XML and Java
Most web developers are intimately familiar with HTML, which is a language for presenting information on-screen so that it can be read by a human. A new markup language is rapidly gaining attention, however. XML allows for the presentation of information which can be read by a computer program. It is likely that the future of web development includes the creation of increasing numbers of programs, which make intelligent use of the data on XML-based web pages. And Java is a very good language for creating those programs.
There has been a close relationship between Java and XML since the earliest mention of XML. John Bosak of Sun Microsystems, Chair of the XML Working Group has said that “XML gives Java something to do” (Web Techniques, pg. 43). Since there has been a decision to provide a standard Java API for manipulating XML (WT Pg. 43), the use of Java to manipulate XML documents is likely to continue, and increase over time.
What is XML?
XML stands for eXtensible Markup Language. It looks a lot like HTML. In fact, both HTML and XML are commonly viewed as a subset of SGML (Standard Generalized Markup Language). SGML is very complicated, a fact that has lead to it’s failure to gain widespread usage. HTML, its greatly simplified descendant, has been a resounding success, but it is beginning to demonstrate some significant limitations. XML is in between these markup languages in terms of complexity. It is more complex than HTML, but still significantly less complex than SGML. (Dynamic Web Publishing Unleashed – Pg. 744-745). It is essentially an attempt to define a common ground between HTML and SGML.

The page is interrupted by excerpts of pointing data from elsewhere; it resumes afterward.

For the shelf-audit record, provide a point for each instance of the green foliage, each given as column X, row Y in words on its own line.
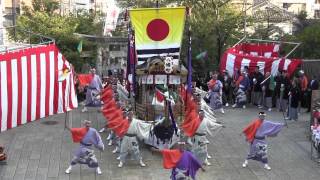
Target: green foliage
column 310, row 42
column 43, row 19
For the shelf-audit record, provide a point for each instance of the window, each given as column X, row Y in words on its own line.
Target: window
column 285, row 6
column 114, row 47
column 317, row 14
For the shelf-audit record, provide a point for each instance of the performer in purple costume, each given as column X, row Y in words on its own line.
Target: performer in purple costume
column 258, row 147
column 93, row 90
column 84, row 154
column 183, row 163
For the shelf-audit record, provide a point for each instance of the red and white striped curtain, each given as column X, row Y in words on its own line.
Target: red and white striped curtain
column 29, row 86
column 264, row 56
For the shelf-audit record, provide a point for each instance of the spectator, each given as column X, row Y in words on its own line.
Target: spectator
column 313, row 85
column 215, row 90
column 294, row 96
column 282, row 89
column 267, row 91
column 257, row 89
column 226, row 81
column 304, row 86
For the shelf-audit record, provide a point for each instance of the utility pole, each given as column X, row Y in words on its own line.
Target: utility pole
column 245, row 18
column 1, row 24
column 14, row 15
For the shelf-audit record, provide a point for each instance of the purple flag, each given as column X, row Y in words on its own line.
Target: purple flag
column 189, row 65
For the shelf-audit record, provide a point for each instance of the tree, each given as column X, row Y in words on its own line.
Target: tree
column 310, row 42
column 42, row 18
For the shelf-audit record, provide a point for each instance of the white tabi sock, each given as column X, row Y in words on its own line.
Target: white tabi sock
column 68, row 171
column 98, row 170
column 245, row 164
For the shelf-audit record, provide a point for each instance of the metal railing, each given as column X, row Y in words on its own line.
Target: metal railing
column 43, row 40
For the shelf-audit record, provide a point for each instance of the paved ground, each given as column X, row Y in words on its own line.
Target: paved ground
column 42, row 152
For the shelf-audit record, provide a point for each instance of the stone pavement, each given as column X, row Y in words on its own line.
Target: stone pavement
column 42, row 152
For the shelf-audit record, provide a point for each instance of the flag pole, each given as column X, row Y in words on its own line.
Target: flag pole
column 189, row 59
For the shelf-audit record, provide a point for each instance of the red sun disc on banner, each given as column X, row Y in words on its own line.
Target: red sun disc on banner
column 158, row 29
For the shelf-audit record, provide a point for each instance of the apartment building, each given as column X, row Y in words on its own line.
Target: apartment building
column 312, row 7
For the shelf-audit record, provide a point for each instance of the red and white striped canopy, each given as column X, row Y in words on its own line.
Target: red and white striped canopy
column 29, row 86
column 266, row 56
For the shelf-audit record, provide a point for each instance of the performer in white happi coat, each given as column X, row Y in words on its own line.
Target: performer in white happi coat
column 204, row 106
column 93, row 90
column 199, row 141
column 129, row 143
column 84, row 154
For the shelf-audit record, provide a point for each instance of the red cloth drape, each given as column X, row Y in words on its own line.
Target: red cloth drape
column 85, row 79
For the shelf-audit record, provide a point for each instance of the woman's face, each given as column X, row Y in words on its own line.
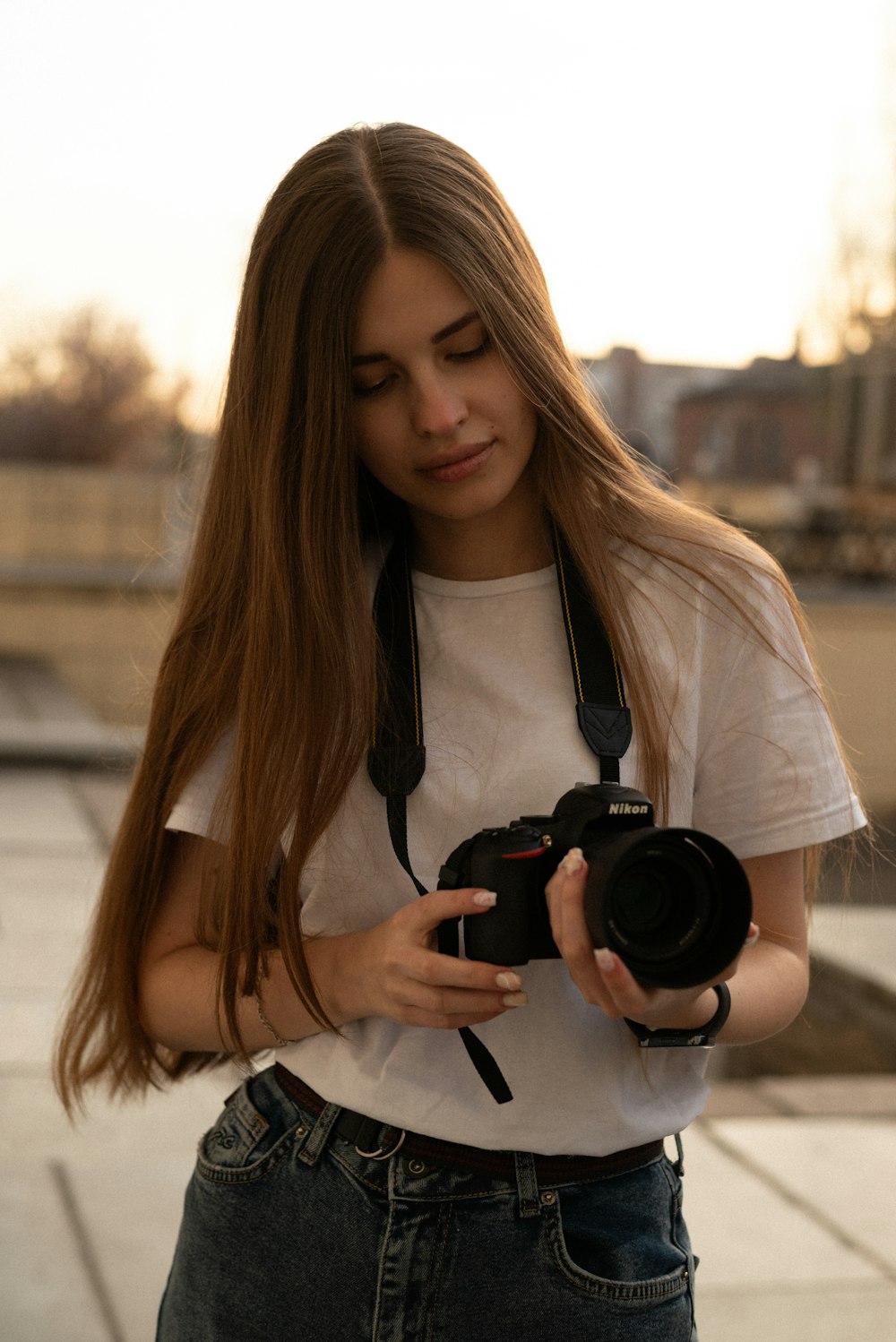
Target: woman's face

Like SGML, XML is a metalanguage for defining markup languages. XML allows you to define your own markup language consisting of new ‘tags’ which you can use to encode the information in your web documents far more precisely than can be done with HTML. XML is not a replacement for HTML. It is, instead, a supplement to HTML. While HTML will continue to be used for standard web pages, XML will be useful for applications that need more intelligent documents and more processing ability (DWP – Pg. 745).
The main limitations of HTML are lack of extensibility, structure, and validation. (http:// metalab.unc.edu/pub/sun-info/standards/xml/why/xmlapps.html).
Extensibility. HTML has a fixed number of tags. While the W3C and browser developers can (and frequently do) add tags, users cannot create their own tags to more accurately describe their data.
Structure. HTML does not support the creation of nested tags, which would be used to describe and represent databases or object hierarchies.
Validation. HTML does not support document validation. It has no means of allowing an application to check the data for validity, or to ensure that the markup is correct and well formed.
XML differs from HTML in all three of these major areas:
It allows developers to define new tags and attributes as needed
It allows document tags to be nested as deeply as needed.
Any XML document can include or make reference to a description of its grammar and syntax for use by applications that need to validate the structure of a document.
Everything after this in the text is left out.